Homeless shelters. Shelter beds. Temporary housing beds. Transitional housing beds. Specialized care beds. Treatment beds. Permanent supportive housing. COVID-era beds. Carceral beds. Sober beds. Higher-acuity beds. Housing First. What does it all mean? The terminology is as complex as anything in demonology. It’s fine if you’re a paid homelessness professional, like Mayor Lurie’s new chief of homelessness, Mike Levine. You spend all day in meetings with other professionals defining these terms and comprehending their intricacies.
But most of us are just trying to live our lives. We don’t have the time or interest to get into the tall weeds of homelessness jargon. We understand the difference between “shelter” and “encampment.” All we’re asking is for our electeds to manage the problems associated with homelessness.

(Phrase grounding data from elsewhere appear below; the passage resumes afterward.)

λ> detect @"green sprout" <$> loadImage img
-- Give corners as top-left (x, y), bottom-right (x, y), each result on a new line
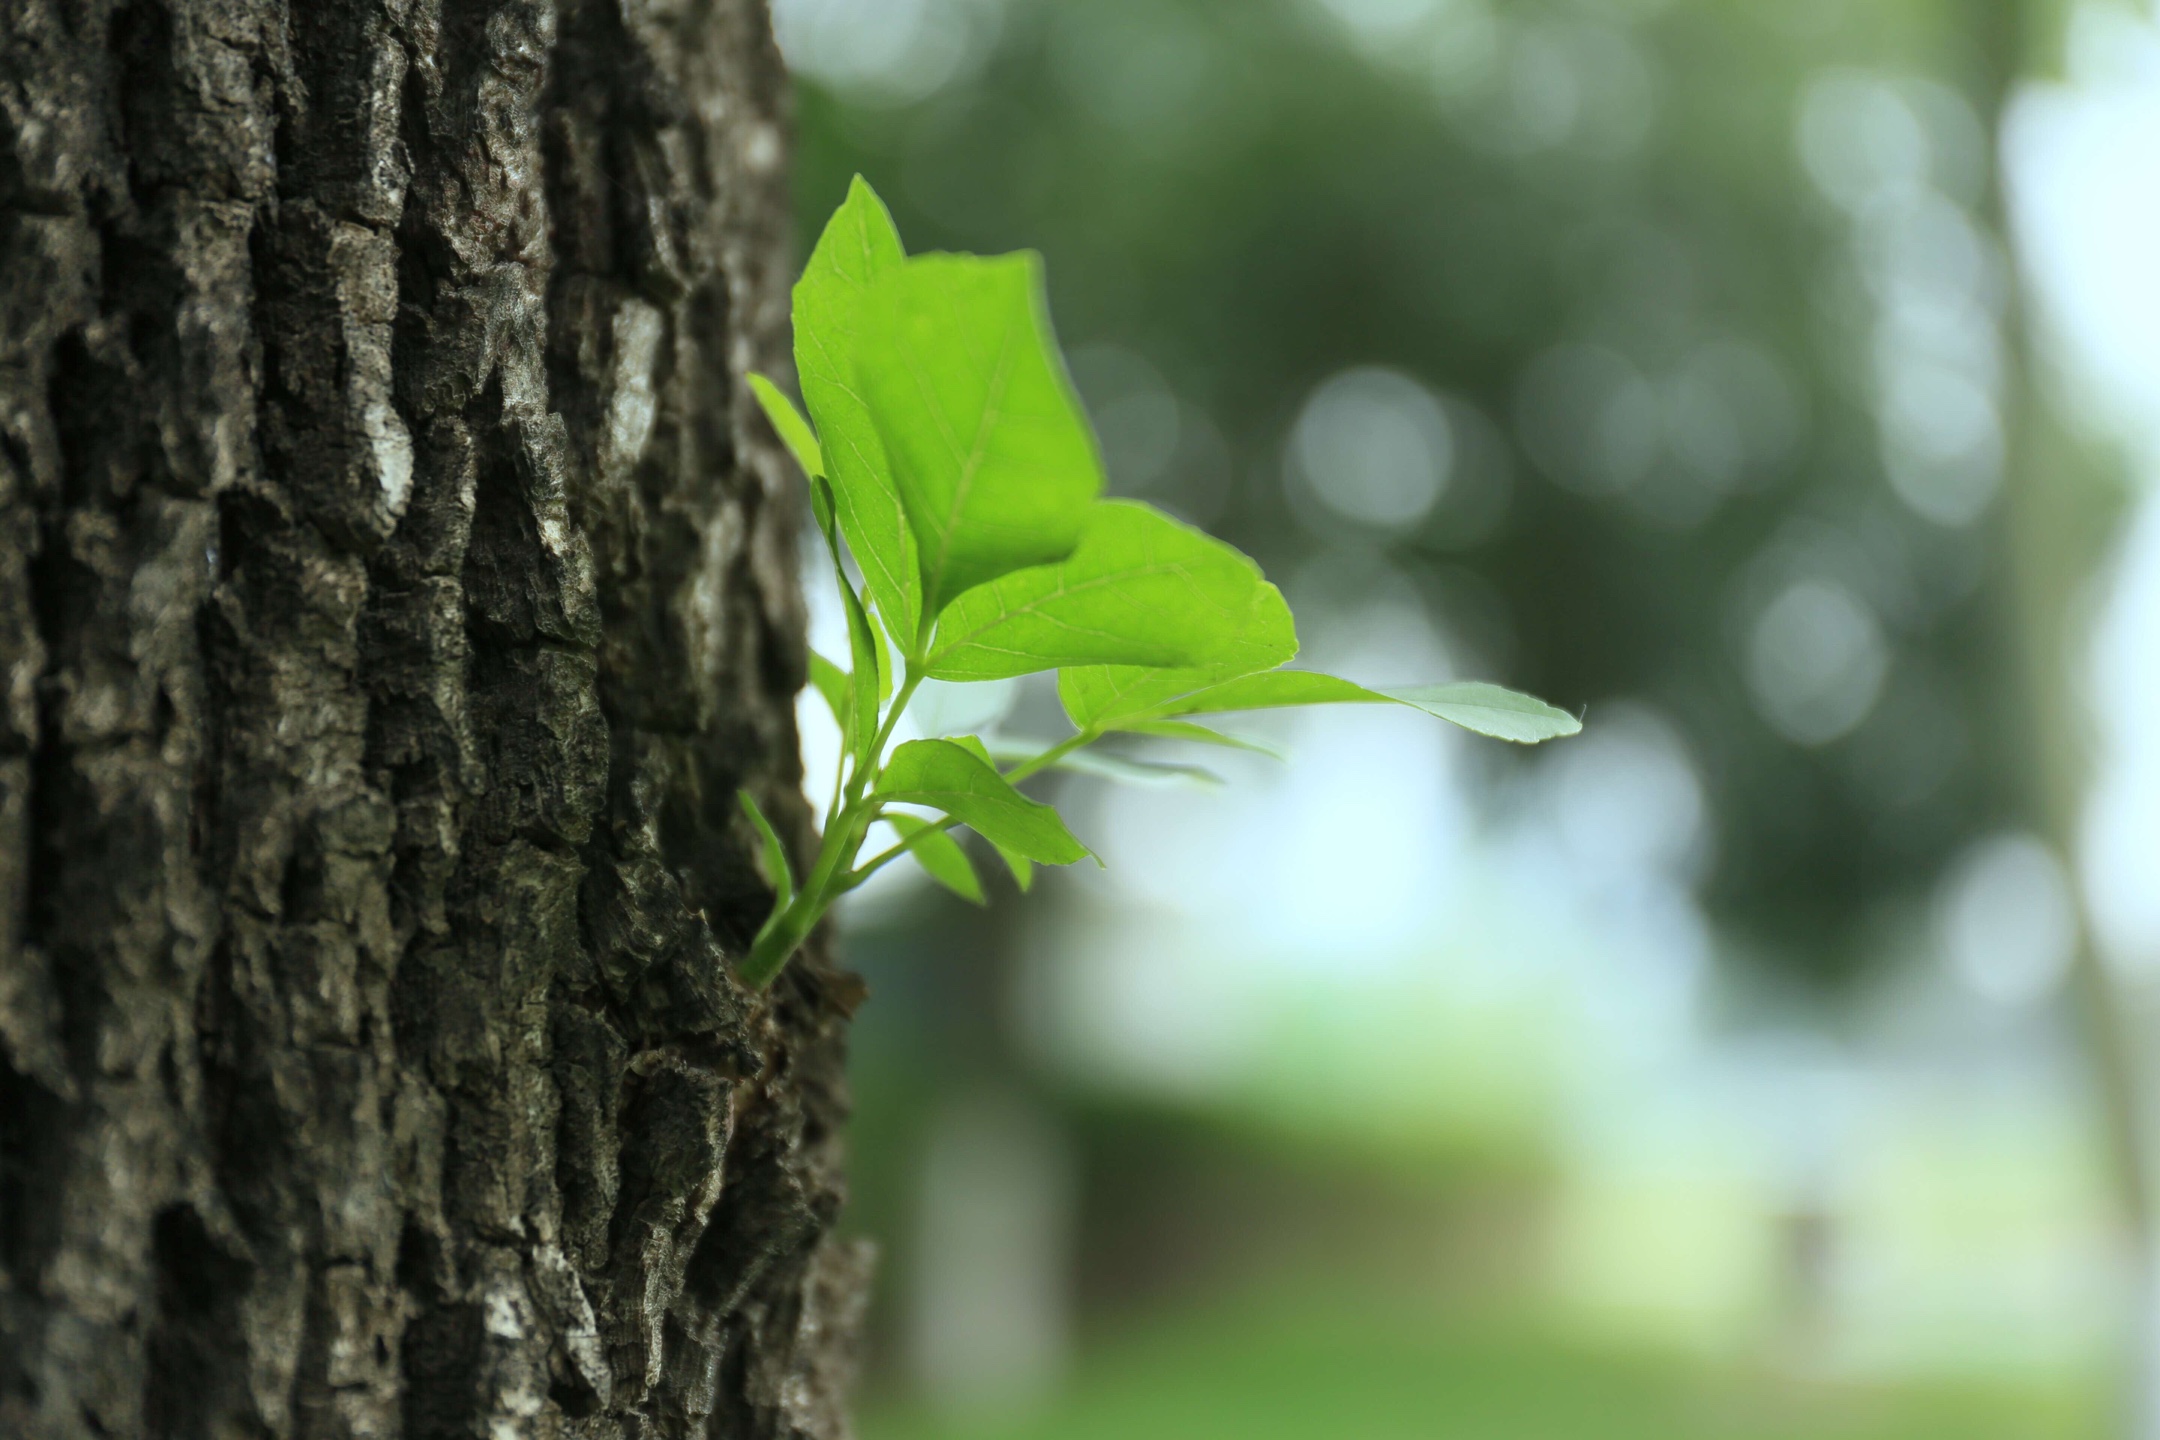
top-left (740, 177), bottom-right (1579, 988)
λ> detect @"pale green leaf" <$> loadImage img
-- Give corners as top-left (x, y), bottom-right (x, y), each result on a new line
top-left (860, 251), bottom-right (1101, 619)
top-left (924, 500), bottom-right (1295, 681)
top-left (870, 605), bottom-right (897, 703)
top-left (1373, 682), bottom-right (1583, 743)
top-left (810, 476), bottom-right (837, 541)
top-left (795, 176), bottom-right (922, 644)
top-left (877, 739), bottom-right (1090, 864)
top-left (748, 373), bottom-right (824, 479)
top-left (1152, 669), bottom-right (1376, 716)
top-left (839, 573), bottom-right (881, 764)
top-left (889, 814), bottom-right (985, 903)
top-left (1068, 666), bottom-right (1579, 745)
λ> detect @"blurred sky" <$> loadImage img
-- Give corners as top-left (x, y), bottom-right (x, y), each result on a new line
top-left (767, 0), bottom-right (2160, 1425)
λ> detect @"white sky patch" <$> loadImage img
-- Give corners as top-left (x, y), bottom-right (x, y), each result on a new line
top-left (2006, 3), bottom-right (2160, 980)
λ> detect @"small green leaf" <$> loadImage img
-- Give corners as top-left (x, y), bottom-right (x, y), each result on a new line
top-left (738, 790), bottom-right (795, 909)
top-left (795, 176), bottom-right (923, 645)
top-left (839, 577), bottom-right (882, 764)
top-left (994, 844), bottom-right (1034, 892)
top-left (878, 738), bottom-right (1091, 864)
top-left (924, 501), bottom-right (1296, 681)
top-left (1373, 682), bottom-right (1583, 743)
top-left (889, 814), bottom-right (985, 903)
top-left (870, 605), bottom-right (897, 704)
top-left (748, 373), bottom-right (825, 479)
top-left (860, 251), bottom-right (1101, 619)
top-left (807, 650), bottom-right (851, 731)
top-left (810, 476), bottom-right (838, 542)
top-left (1120, 719), bottom-right (1284, 758)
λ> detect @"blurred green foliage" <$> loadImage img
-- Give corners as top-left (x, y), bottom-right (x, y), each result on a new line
top-left (793, 0), bottom-right (2040, 983)
top-left (858, 1281), bottom-right (2102, 1440)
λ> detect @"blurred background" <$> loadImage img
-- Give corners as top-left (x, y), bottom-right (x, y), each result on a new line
top-left (766, 0), bottom-right (2160, 1434)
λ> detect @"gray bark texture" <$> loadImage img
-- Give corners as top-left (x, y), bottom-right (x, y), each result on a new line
top-left (0, 1), bottom-right (871, 1436)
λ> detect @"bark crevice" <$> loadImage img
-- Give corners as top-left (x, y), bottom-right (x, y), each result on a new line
top-left (0, 2), bottom-right (864, 1436)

Instead, they create a vast new academic field of intellectual concepts that purport to solve the problems but in reality make everything so complicated and debatable that it actually prevents solutions from being implemented.
And while the experts debate the finer distinctions between sober and non-sober transitional housing beds, the number of homeless people increases, and with them, the ugly urban blight that comes in their wake.
Honestly, things are a lot simpler than city bureaucrats admit. We know that the situation under the freeway on Grand Avenue at Splashpad Park is completely unacceptable. We know that blight attracts blight like iron filings to a magnet, or roaches to garbage, and that every day we waste trying to figure out “the right model” is just another day for the blight to metastasize. What is our leaders’ response? Call another meeting, hire another consultant, invent new quack terminology, write more reports, compile more statistics. Rearrange the chairs on the Titanic. Deny, obfuscate, guilt trip the public, kick the can down the road for some future politician to clean up, demand more taxpayers dollars to pay for the stalling, and pretend that they’re seriously working on solutions when in fact they’re doing what bureaucrats have always done: nothing, except draw their salaries and benefits while the rest of us go hell. It’s all sound and fury, signifying nothing.
We don’t need no more damned studies. We’re in, what, the tenth year of this encampment mess in Oakland, and all the City Council has ever done is studies. We have statistics up the yin-yang. We don’t care about “x” number of blah-blah beds with another “y” number envisioned in the next two years. All we care about is finally cleaning up Oakland. When an encampment defender like Lukas Illa, of the Coalition on Homelessness, whines, “Where are they [homeless people] going to go? If the answer is jail, then say that.” Okay, I’m saying it. Yes, jail. They’ll get longterm supportive housing (food, medical care, heat, a toilet) and we’ll get our city back. A good deal!